In this case, index.js itself is the factory responsible for creating new instances, and could look something like:

module.exports = function getEmployee(task) {
  if (task === "broken pipe") {
    return require("plumber.js")(task);
  } else if (task === "faulty light switch") {
    return require("electrician.js")(task);

Here we pass the task into the employee, but we could just as easily forward any other properties through, such as job-site, or purchase-order-number, etc.

Plumber or electrician files would be written like this to return a new instance each time:

module.exports = function plumber(task) {
  function fixPipes() { 
    // do plumbing
  return {
    work: fixPipes

Note that we try to avoid using new and this.

Now we can easily use this in our other code in the following way:

var Employee = require("../path/to/Employee");
Employee("broken pipe").work(); // assuming 'work' is the standard interface method.

// or
var wireFixer = Employee("faulty light switch");


Strongly typed object-oriented languages like C# or Java with interfaces and generics help to ensure that an employee will always support the methods (.work()) that we will use them for. We don’t get those guarantees with javascript.

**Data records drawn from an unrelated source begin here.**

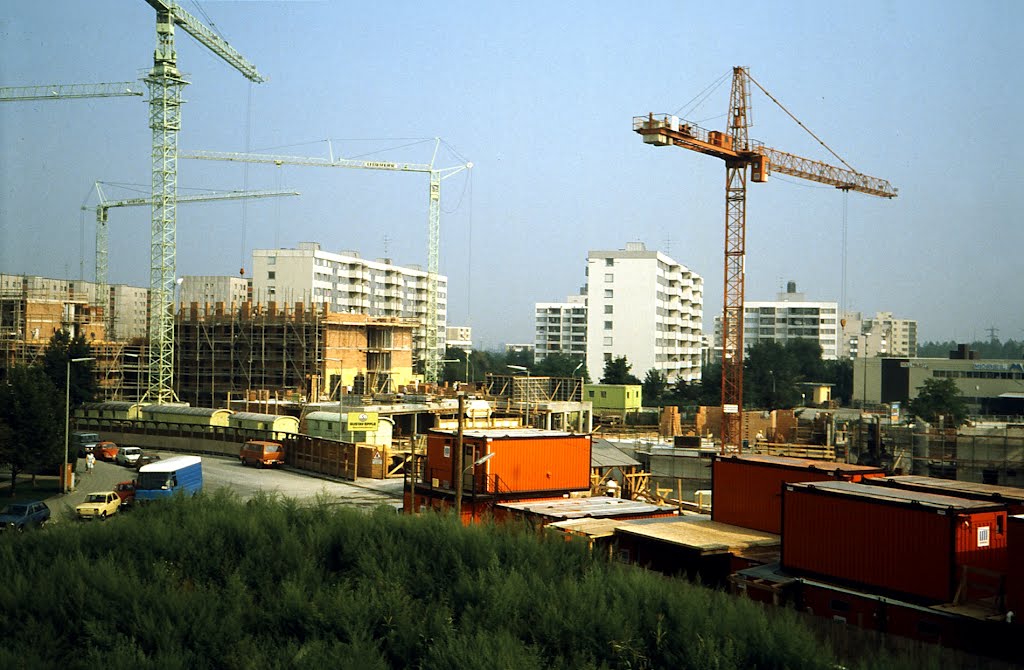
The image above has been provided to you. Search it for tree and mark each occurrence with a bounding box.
[601,355,640,384]
[643,368,669,407]
[0,366,65,496]
[908,377,968,427]
[43,330,96,411]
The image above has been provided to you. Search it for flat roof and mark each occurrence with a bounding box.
[615,515,782,554]
[715,454,885,474]
[498,496,676,520]
[871,474,1024,503]
[430,428,577,439]
[785,481,1001,512]
[545,518,629,540]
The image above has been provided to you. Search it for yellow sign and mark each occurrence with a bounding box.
[345,412,377,432]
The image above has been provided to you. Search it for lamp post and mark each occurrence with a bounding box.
[506,365,529,427]
[60,357,96,493]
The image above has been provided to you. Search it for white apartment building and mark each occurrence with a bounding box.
[252,242,447,362]
[586,243,703,383]
[178,275,249,309]
[714,282,840,361]
[444,326,473,351]
[840,311,918,359]
[534,295,587,362]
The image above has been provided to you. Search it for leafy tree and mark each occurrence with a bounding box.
[43,330,96,411]
[643,368,669,407]
[908,377,968,426]
[0,366,65,496]
[601,355,640,384]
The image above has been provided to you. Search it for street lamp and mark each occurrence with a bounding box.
[506,365,529,427]
[60,357,95,493]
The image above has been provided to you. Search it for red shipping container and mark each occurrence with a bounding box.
[782,481,1007,603]
[1007,514,1024,626]
[711,455,885,535]
[865,474,1024,514]
[424,428,591,494]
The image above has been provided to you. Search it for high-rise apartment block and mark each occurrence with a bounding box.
[534,295,587,361]
[713,282,840,361]
[252,242,447,372]
[840,311,918,359]
[586,243,703,383]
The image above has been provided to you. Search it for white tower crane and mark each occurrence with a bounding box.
[181,138,473,382]
[0,81,142,102]
[82,181,299,336]
[145,0,264,404]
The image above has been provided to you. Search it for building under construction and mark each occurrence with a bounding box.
[174,302,416,407]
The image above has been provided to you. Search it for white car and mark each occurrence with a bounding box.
[114,447,142,465]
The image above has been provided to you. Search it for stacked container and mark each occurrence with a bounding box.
[782,481,1007,603]
[711,456,885,535]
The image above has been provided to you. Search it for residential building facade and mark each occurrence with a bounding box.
[713,282,841,361]
[252,242,447,374]
[840,311,918,359]
[534,295,587,362]
[586,243,703,383]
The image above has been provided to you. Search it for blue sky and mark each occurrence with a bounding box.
[0,0,1024,348]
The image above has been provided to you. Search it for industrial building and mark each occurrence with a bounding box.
[713,282,841,361]
[252,242,447,374]
[534,295,587,363]
[586,242,703,383]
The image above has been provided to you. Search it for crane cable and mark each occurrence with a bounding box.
[746,72,860,175]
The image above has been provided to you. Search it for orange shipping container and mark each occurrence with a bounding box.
[711,455,885,535]
[782,481,1007,603]
[426,428,591,494]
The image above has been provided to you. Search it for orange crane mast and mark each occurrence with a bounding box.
[633,67,897,453]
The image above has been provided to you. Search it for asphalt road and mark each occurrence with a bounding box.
[46,452,402,522]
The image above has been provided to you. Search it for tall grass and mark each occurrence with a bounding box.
[0,492,929,670]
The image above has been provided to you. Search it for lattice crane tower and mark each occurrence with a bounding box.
[633,67,897,453]
[144,0,264,404]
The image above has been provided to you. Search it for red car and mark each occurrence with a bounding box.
[114,479,135,507]
[92,441,118,461]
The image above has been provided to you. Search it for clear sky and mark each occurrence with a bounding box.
[0,0,1024,348]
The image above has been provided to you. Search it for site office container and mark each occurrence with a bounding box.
[424,428,591,495]
[711,455,885,535]
[864,474,1024,514]
[1007,514,1024,628]
[781,481,1007,603]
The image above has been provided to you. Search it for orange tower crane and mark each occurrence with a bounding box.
[633,67,896,453]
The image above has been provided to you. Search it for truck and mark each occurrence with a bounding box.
[135,456,203,503]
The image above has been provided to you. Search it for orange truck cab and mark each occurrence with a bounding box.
[239,439,285,467]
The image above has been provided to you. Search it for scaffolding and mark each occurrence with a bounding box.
[174,302,415,407]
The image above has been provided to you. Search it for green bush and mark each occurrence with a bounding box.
[0,492,925,670]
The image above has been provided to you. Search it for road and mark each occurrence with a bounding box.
[46,452,402,522]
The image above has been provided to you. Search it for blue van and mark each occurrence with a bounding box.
[135,456,203,502]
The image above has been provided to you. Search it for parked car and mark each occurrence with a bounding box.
[114,479,135,507]
[134,454,160,470]
[239,439,285,467]
[71,430,100,458]
[75,491,121,519]
[0,500,50,531]
[114,447,142,467]
[92,439,119,461]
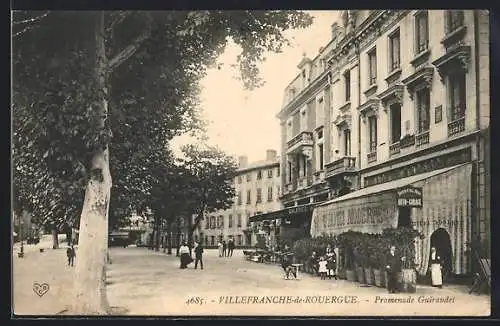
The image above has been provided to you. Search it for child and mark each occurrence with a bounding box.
[319,257,327,280]
[326,251,337,280]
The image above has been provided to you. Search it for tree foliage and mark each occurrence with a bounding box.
[12,11,312,232]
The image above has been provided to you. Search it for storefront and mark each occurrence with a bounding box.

Whats good about javascript here, is that the factory doesn’t need to know about the underlying logic of its members. Lets say we need to add a new employee to “manage whole company”, this employee will need to be a singleton (we don’t want to accidentally hire two CEO’s at the same time!). We could easily accomplish this like so:

var ceoInstance; 

module.exports = function ceo(task) { 
  if (ceoInstance) { 
    return ceoInstance;

  return ceoInstance = {
    work: manageTheCompany

  function manageTheCompany() { 

Adding the logic to create the CEO instance in the factory is identical to creating the plumber instance, which is to say that the factory isn’t responsible for managing singletons (and it shouldn’t be).